- Developer: Tose
- Publisher: Square Enix
- Director: Akihiro Takimoto
- Producer: Noriyoshi Fujimoto
- Designer: Shinnosuke Yamada
- Programmers: Yasutaka Tokida; Shunsuke Ito;
- Artist: Akira Toriyama
- Writer: Akitaka Ikeda
- Composer: Koichi Sugiyama
- Series: Dragon Quest; Slime;
- Platform: Nintendo 3DS
- Release: JP: November 2, 2011;
- Genre: Action-adventure
- Modes: Single-player, multiplayer

= Slime Mori Mori Dragon Quest 3 =

2011 video game

 is a 2011 action-adventure game by Square Enix for the Nintendo 3DS. It is a spinoff video game to the Dragon Quest series, and the third entry in the Slime subseries. The game has not seen an official English release, but a fan-made translation patch has been made available.
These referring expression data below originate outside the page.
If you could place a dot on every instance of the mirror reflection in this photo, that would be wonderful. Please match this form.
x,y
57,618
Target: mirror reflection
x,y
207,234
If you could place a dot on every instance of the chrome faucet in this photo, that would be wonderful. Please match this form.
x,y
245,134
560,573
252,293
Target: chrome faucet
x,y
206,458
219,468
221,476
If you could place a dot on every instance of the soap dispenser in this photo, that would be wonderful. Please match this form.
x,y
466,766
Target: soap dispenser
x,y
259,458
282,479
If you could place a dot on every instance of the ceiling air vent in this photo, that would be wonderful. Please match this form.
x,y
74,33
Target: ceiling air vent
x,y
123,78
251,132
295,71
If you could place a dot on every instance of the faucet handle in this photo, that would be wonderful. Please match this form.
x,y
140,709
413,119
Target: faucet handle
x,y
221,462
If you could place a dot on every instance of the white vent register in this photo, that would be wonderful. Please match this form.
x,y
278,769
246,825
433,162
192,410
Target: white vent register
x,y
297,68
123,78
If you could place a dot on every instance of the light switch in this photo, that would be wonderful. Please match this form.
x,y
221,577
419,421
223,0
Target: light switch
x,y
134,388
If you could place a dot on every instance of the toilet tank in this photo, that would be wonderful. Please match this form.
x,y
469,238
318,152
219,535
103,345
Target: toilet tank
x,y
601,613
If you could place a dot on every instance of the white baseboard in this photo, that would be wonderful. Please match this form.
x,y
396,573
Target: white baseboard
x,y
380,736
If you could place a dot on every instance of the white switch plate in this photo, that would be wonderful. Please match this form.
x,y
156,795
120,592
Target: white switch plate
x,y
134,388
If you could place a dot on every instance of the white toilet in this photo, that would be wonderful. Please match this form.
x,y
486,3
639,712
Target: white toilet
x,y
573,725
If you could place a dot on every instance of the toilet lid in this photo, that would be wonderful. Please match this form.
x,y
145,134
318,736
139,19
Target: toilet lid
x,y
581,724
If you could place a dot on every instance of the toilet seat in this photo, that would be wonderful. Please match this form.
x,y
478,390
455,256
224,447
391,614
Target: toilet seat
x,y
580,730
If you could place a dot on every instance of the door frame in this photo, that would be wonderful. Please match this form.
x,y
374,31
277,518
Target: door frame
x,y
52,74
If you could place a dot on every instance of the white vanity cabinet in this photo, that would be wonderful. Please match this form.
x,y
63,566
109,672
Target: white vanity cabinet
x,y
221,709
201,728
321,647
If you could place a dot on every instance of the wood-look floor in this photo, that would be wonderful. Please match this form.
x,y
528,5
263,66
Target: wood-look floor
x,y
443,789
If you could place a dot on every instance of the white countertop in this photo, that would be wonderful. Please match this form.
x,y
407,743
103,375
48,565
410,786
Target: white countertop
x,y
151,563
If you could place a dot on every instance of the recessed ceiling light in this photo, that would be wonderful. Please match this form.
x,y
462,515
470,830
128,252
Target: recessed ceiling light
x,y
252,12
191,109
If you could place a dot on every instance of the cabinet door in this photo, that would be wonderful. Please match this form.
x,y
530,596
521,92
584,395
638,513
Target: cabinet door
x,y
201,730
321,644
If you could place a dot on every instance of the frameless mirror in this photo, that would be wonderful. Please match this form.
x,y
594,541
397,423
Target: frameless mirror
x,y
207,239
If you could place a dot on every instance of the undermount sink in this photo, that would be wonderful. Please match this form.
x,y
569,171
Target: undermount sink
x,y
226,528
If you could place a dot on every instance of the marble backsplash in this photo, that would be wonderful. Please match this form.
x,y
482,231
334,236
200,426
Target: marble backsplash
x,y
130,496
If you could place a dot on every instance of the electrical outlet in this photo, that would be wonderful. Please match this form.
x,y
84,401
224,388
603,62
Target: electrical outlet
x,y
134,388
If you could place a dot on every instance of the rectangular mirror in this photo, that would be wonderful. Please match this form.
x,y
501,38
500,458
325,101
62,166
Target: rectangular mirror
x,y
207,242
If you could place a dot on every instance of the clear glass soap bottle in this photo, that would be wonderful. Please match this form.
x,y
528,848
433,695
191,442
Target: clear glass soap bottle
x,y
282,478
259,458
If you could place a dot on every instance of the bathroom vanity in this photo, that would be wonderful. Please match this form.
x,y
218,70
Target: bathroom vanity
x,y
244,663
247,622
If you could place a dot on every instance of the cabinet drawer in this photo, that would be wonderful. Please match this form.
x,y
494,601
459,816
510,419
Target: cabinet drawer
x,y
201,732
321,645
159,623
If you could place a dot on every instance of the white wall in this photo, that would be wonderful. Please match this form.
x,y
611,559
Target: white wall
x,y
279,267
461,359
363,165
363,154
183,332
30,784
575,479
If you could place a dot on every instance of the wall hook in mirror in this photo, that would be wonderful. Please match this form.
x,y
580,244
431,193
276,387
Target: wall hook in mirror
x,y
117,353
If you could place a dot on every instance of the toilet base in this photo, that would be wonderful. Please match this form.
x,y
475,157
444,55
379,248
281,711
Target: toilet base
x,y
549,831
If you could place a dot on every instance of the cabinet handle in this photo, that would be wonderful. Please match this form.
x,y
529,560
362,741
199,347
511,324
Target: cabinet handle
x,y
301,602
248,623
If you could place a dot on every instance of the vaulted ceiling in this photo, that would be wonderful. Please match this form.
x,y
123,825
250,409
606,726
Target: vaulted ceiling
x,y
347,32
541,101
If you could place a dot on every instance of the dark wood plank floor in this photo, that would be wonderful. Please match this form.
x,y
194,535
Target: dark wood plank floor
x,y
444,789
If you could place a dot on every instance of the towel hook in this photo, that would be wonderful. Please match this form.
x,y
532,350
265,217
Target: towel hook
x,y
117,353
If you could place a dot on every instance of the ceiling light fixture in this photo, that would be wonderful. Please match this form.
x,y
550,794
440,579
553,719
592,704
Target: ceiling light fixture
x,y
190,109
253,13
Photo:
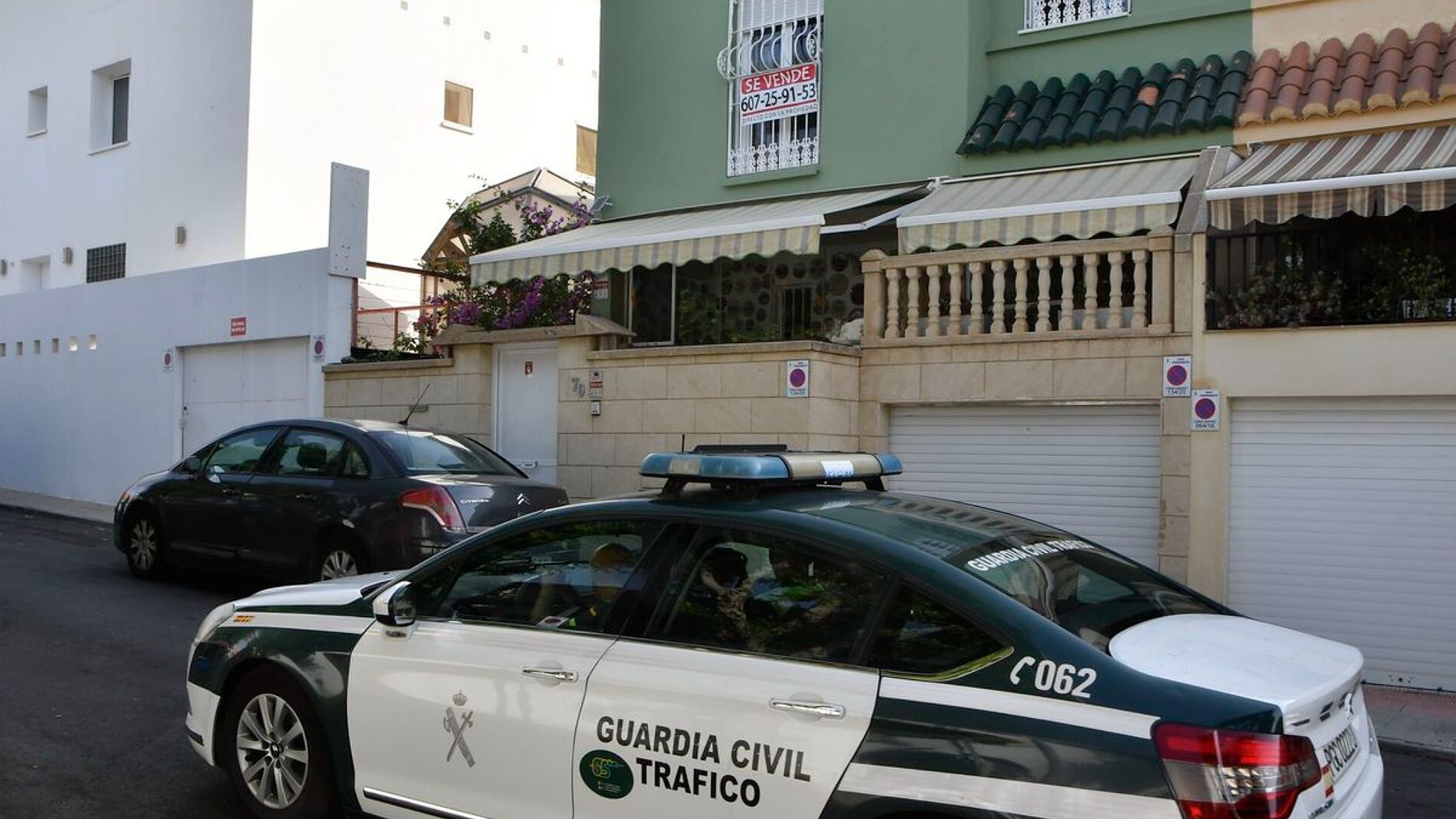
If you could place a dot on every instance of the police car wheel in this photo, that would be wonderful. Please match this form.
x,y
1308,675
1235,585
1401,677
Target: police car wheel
x,y
274,749
145,546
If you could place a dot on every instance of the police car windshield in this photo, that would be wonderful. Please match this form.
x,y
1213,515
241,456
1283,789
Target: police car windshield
x,y
424,451
1086,589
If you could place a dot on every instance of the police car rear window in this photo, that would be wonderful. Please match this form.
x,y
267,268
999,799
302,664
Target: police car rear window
x,y
1086,589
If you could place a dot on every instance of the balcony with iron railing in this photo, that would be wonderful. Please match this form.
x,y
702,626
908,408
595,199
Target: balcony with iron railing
x,y
1056,14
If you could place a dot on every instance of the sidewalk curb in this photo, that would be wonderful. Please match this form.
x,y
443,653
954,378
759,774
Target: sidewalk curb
x,y
1417,749
53,515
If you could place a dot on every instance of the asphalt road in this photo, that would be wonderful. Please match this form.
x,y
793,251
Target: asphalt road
x,y
92,688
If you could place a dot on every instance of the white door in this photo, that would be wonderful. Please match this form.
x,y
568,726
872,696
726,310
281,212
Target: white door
x,y
227,386
1092,471
526,407
1341,520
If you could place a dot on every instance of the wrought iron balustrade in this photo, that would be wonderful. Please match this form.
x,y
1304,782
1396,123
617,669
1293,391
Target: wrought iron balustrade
x,y
1053,14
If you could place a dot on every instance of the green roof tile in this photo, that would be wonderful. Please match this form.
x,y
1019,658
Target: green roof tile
x,y
1186,96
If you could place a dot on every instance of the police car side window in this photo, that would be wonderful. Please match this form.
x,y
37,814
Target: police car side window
x,y
922,637
568,578
760,594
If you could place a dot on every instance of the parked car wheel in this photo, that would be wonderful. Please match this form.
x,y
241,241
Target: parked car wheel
x,y
338,558
274,749
145,546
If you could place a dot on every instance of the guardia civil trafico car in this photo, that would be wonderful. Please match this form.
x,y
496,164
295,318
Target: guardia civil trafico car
x,y
777,635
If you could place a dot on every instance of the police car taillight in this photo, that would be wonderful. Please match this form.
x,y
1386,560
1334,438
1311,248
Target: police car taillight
x,y
1232,775
437,502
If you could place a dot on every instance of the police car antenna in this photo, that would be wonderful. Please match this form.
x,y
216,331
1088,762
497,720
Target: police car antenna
x,y
415,406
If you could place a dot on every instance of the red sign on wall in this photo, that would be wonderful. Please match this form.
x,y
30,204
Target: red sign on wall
x,y
784,92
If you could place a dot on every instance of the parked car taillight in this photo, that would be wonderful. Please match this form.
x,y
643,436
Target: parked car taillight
x,y
1232,775
437,502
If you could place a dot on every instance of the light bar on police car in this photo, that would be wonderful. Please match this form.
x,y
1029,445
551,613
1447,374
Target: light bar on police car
x,y
769,466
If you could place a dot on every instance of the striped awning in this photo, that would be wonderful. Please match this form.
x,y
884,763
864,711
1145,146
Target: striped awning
x,y
692,236
1366,175
1120,198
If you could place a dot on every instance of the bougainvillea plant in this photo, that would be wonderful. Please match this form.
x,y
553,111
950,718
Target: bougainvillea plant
x,y
535,303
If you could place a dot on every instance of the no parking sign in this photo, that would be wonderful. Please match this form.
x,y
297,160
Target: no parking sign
x,y
798,380
1208,409
1177,376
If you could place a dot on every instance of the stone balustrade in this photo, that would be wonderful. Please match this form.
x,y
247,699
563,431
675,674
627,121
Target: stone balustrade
x,y
1059,289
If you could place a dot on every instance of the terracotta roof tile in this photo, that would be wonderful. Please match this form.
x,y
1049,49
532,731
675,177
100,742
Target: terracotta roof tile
x,y
1365,76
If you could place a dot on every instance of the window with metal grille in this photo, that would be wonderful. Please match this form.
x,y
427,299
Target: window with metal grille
x,y
1053,14
104,264
772,63
797,311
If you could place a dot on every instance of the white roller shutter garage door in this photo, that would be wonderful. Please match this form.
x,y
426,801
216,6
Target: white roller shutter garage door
x,y
1092,471
227,386
1343,522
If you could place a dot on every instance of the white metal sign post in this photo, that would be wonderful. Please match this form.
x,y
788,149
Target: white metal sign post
x,y
1177,376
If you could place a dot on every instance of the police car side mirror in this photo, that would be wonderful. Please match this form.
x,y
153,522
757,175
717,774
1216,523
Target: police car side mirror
x,y
395,609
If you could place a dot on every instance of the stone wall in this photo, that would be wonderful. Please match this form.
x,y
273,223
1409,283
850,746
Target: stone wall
x,y
456,391
667,399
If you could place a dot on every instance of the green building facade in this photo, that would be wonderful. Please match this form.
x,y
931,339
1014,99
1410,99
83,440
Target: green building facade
x,y
900,85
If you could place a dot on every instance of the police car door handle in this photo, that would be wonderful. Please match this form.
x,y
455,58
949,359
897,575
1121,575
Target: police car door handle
x,y
555,673
813,709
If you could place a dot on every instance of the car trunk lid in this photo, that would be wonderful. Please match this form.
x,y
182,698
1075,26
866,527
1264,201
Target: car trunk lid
x,y
1314,681
485,500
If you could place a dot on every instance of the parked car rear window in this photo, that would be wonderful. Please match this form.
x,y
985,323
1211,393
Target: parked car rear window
x,y
1086,589
424,451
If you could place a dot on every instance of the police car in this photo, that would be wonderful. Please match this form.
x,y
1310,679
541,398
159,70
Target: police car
x,y
760,639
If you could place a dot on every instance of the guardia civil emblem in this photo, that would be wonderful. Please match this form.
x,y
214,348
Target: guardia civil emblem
x,y
455,726
606,775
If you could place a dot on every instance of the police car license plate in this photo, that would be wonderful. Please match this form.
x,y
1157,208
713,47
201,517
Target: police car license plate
x,y
1341,751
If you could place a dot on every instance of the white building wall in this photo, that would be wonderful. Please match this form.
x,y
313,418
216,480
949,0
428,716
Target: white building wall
x,y
85,422
362,82
185,160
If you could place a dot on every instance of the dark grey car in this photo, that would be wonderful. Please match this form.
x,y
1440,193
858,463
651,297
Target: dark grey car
x,y
315,500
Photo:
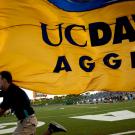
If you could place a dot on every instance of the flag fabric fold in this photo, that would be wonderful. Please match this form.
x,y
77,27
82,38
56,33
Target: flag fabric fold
x,y
63,49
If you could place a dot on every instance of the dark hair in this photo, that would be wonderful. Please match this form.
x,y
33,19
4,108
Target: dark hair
x,y
7,75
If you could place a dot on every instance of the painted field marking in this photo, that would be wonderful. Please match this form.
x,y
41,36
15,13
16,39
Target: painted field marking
x,y
4,130
111,116
124,133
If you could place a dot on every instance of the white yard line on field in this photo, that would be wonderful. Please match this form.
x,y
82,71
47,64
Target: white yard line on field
x,y
124,133
93,112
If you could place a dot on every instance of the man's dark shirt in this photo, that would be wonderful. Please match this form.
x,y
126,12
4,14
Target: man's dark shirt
x,y
16,99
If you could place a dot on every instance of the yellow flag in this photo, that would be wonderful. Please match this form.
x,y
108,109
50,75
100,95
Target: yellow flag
x,y
69,47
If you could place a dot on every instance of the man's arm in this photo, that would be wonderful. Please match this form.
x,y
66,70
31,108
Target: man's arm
x,y
1,111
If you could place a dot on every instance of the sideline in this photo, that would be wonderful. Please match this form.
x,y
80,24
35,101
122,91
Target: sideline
x,y
4,130
124,133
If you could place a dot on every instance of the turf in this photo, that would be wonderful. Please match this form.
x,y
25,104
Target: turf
x,y
61,114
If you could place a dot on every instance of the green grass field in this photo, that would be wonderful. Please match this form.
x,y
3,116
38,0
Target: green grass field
x,y
61,115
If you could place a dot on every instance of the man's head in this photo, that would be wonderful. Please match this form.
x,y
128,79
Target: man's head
x,y
5,80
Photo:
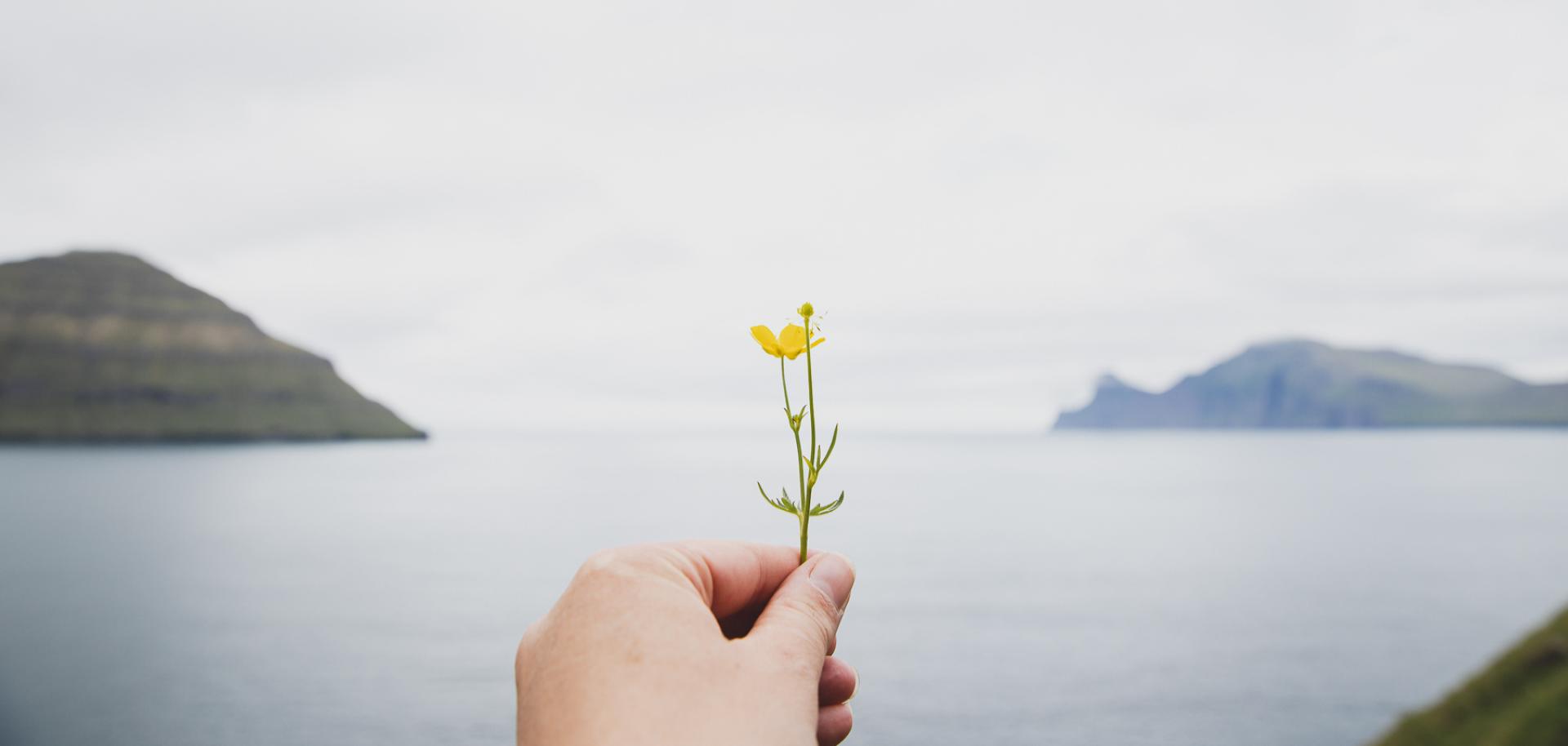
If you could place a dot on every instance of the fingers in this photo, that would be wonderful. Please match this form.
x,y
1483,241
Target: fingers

The story follows Surarin, a slime, who goes on a quest to retrieve his country's prized jewels (known as "Rainbow Orbs") from a group of pirates who have stolen them.

==Gameplay==
In the game, the player controls a slime named Slarin. Unlike the first two games of the series, which were 2D games featuring tank battles, Slime Mori Mori Dragon Quest 3 features naval battles in a 3D environment. Also unlike the first two games, the goal is not to rescue one hundred kidnapped slimes, but to take back the "Rainbow Orbs", the treasure of the Slime Kingdom.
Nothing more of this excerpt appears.